Here it goes.
I'm here.
Post #365.
Finally.
After five and a half years of blogging, it's time to put Teenagers These Days into retirement. At 10:00 Mountain Standard Time on November 10, 1996, as I type this post, the Earth will have completed twenty rotations around the sun since the hour I was born. It's 9:57. I'm going to lean back and watch the clock for a few minutes.
There.
I'm officially an ex-teenager.
That's how I've defined myself for almost six years. I've spent the day fielding congratulations and comments about "not being a teenager" anymore. But you know what? It's okay. Those years are still inside me.
I created this blog at age fourteen and thought of retiring it at sixteen, eighteen, and my high school graduation. Now the time has finally come to hang up my hat. I can't run a teen blog if I don't have teen at the end of my age anymore. I've loved this blog so much, I chose it as one of my topics for an adolescent autobiography assignment in my human development class last month. I took human development because I've spent years researching, thinking, and writing about what makes teenagers special and distinct from older and younger people. I'd been looking forward to that assignment since the first day of class. I didn't do so well on our first paper of the term, but I thought that if I could do anything well, it's writing about my own teen experiences. After all, I have years of practice.
I failed that paper. It was a labor of love, but I failed it. Part of that was my misunderstanding of the rubric, part is the TA's grading style, but the biggest factor was a discrepancy of the way I see my life and the way we were supposed to structure our paper. It was very rigid. No storytelling, just cold analysis, and we could only discuss two experiences from teen years. Two experiences. Seven pages. We were to fill it out by rattling off eight outcomes that were direct products of both those experiences. And try as I might, I couldn't think of any life changing experiences that were alone responsible for that many consequences. I did my best, but I couldn't fit something as wide and expansive and beautiful and monstrous as a life into this streamlined, cause-and-effect formula.
A couple times in your life, you get a pivot point. You move to a new state. Adopt a new sibling. Get in a car crash that paralyzes you from the waist down. Change your religion. Something of that magnitude can give you eight outcomes, easily, but real life happens in the stolen moments in between. Real life happens inside your head as much as out. Real life isn't in the milestones because milestones are supposed to mark a road, not pave it.

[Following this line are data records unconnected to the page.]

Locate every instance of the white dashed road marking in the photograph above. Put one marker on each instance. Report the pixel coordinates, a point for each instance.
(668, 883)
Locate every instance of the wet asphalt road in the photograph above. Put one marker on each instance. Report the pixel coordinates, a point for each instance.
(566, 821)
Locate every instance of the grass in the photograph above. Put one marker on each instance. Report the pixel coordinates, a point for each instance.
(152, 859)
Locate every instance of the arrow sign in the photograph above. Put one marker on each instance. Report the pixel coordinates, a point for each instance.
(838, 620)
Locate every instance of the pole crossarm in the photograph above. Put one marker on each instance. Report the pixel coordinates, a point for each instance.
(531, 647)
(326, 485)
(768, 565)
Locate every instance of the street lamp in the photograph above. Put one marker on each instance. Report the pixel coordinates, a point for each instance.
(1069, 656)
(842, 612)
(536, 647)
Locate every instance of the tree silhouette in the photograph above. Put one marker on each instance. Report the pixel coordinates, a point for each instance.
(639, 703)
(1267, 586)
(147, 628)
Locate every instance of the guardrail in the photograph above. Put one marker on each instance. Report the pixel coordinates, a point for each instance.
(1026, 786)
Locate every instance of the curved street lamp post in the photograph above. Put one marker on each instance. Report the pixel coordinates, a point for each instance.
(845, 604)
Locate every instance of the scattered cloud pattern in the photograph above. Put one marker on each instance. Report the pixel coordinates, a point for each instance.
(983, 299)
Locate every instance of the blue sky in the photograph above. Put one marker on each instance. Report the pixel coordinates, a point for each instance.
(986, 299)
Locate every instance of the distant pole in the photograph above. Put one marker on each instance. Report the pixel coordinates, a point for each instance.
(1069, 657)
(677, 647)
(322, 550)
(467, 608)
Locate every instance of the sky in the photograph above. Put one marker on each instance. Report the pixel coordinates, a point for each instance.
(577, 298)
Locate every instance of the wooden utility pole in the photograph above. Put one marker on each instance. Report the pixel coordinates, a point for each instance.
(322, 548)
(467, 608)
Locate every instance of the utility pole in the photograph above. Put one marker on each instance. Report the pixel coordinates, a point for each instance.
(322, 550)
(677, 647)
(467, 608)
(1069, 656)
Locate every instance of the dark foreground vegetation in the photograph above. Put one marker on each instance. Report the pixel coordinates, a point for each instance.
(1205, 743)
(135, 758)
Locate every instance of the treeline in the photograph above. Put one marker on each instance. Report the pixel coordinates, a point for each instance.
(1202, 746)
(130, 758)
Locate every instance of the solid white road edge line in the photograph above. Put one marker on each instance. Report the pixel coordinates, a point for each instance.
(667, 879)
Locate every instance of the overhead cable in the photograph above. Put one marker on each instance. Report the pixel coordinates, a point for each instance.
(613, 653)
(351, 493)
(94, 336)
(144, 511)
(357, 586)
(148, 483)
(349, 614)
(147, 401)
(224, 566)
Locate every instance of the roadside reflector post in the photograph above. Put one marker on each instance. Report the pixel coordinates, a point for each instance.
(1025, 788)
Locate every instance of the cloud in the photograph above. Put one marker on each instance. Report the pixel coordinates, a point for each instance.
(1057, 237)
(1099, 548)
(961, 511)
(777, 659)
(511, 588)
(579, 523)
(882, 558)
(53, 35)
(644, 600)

In last year's English class, we read "The Love Song of J. Alfred Prufrock" by T.S. Eliot. The famous line from this poem, the one my high school English teacher had on a poster, is "Do I dare disturb the universe?" But I'm always going to remember these:
My high school choir sang the song "Seasons of Love" from the musical Rent during my junior year. It talks about measuring out your life "in daylights, in sunsets, in midnights, in cups of coffee. In inches, in miles, in laughter, in strife." I never could make sense of the coffee. It didn't fit in a world of sunsets and laughter. Until I finally recognized it as a reference to this poem. My professor told the class that the coffee spoon measured away mornings. "You would probably measure out your life in Top Ramen packets."
That sounds closer to the truth than measuring out your life in milestones. In my eleventh grade creative writing class, one of my friends announced that her final project for the term would be an eighteen line poem, one sentence for each year of her life. I thought she was a woeful underachiever. Only eighteen? Here were the rest of us writing short stories and novels. I thought I could write her term project in a minute. But every day we weren't distracted by another project, she'd hunch over her desk and work on those same eighteen lines.
I expected something like this. "Age Five-Started kindergarten. Eight-Learned to ride a bike. Twelve-Moved up to middle school. Sixteen-Started dating and driving. Eighteen-I'm out of here."
But that wasn't what she presented to the class at all. I wish I had a copy of that poem, if only in my memory, but even though I don't have the timeline with me anymore, I remember how it felt to hear it. She didn't have a single birthday or graduation. There was a line about moving from Oregon and Utah, and about switching custody from an abusive to a loving parent, but the other sixteen were about the in-between things. Playing in leech-filled ditch behind her house in Oregon. Dribbling ice cream down her shirt but not caring what the other kids though. When you really look back on it, life is mostly leeches and ice cream.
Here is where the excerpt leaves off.